Memorandum:  Plaintiff commenced this action seeking damages for injuries she allegedly sustained when the bicycle on which she was riding collided with a vehicle owned and operated by defendant Jose Martinez (Martinez).  The collision occurred as Martinez was exiting the driveway of an apartment building owned by Cianciana Property Management, LLC (defendant).  According to plaintiff, her view of Martinez and his view of her were blocked by a stone fence next to the sidewalk abutting defendant's property.  Martinez filed a cross claim against defendant, seeking contribution and indemnification.

Defendant moved for summary judgment dismissing the complaint and cross claim against it.  We conclude that Supreme Court erred in denying that motion.  Contrary to plaintiff's contention, defendant established that it owed no duty to plaintiff, a user of the public way (see Echorst v. Kaim, 288 A.D.2d 595, 596;  see also Clementoni v. Consolidated Rail Corp., 8 NY3d 963, 965;  Cook v. Suitor, 81 AD3d 1452, 1452–1453).  Although plaintiff contends that a duty arose because defendant made a special use out of the sidewalk by virtue of the fact that the driveway passed over the sidewalk, we conclude that the special use doctrine is inapplicable where, as here, there is no alleged defect in the sidewalk or driveway itself (see Capretto v. City of Buffalo, 124 AD3d 1304, 1306;  see generally Kaufman v. Silver, 90 N.Y.2d 204, 207–208).  “In the absence of a special feature constructed in the sidewalk, the special use doctrine will not be applied even if the defendant makes continual, heavy use of the sidewalk” (Kreindler, Rodriguez, Beekman and Cook, New York Law of Torts § 12:9 [15 West's N.Y. Prac Series August 2016 Update] ).
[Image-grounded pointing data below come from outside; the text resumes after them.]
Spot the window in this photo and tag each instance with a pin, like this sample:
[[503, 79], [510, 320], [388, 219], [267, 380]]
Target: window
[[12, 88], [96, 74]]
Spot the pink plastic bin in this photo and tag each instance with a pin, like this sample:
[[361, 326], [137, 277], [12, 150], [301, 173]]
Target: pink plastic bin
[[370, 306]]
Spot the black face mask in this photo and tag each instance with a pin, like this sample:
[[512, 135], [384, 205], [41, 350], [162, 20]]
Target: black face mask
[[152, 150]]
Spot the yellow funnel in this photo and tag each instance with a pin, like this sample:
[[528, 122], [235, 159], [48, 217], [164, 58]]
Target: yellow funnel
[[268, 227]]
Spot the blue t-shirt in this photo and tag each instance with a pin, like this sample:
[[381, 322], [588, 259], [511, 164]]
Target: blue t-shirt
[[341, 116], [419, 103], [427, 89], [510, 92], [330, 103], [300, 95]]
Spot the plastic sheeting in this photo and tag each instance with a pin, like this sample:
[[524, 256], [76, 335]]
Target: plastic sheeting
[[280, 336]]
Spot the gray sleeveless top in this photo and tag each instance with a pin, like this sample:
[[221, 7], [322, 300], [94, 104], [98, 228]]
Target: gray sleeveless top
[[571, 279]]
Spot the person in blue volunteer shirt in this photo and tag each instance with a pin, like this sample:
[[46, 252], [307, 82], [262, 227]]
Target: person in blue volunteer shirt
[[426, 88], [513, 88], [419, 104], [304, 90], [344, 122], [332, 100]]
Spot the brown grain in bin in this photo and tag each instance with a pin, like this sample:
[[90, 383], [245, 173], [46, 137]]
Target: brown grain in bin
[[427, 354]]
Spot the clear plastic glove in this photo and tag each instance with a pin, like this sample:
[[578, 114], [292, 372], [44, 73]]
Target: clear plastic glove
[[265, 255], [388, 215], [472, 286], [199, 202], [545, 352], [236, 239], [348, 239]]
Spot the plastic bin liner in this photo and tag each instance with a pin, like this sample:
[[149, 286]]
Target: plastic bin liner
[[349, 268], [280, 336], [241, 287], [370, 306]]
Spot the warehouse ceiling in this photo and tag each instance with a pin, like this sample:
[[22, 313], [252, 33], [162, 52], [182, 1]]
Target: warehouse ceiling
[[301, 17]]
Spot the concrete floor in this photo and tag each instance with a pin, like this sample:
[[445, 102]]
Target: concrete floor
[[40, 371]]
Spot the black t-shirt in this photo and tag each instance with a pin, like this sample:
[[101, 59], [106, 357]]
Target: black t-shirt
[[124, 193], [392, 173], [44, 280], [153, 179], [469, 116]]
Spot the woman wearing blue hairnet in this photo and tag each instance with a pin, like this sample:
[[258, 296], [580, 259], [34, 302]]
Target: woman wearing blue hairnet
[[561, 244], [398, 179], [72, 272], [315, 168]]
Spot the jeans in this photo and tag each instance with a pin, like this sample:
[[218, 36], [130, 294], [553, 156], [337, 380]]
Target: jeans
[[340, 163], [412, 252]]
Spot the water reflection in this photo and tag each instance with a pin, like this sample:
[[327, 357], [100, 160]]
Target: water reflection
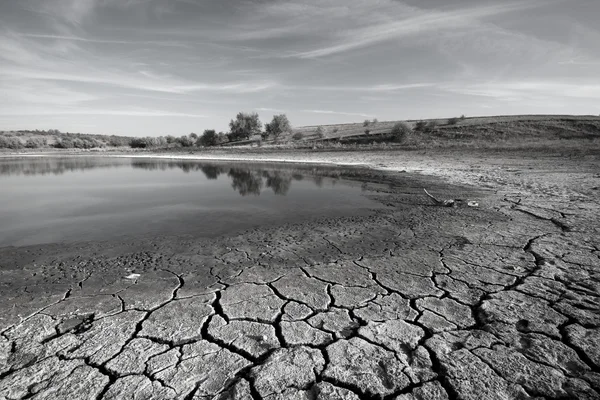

We thus conclude that defendant established that it owed no duty of care to plaintiff.  “In the absence of duty, there is no breach and without a breach there is no liability” (Pulka v. Edelman, 40 N.Y.2d 781, 782).  We therefore reverse the order, grant the motion, and dismiss the complaint and cross claim against defendant.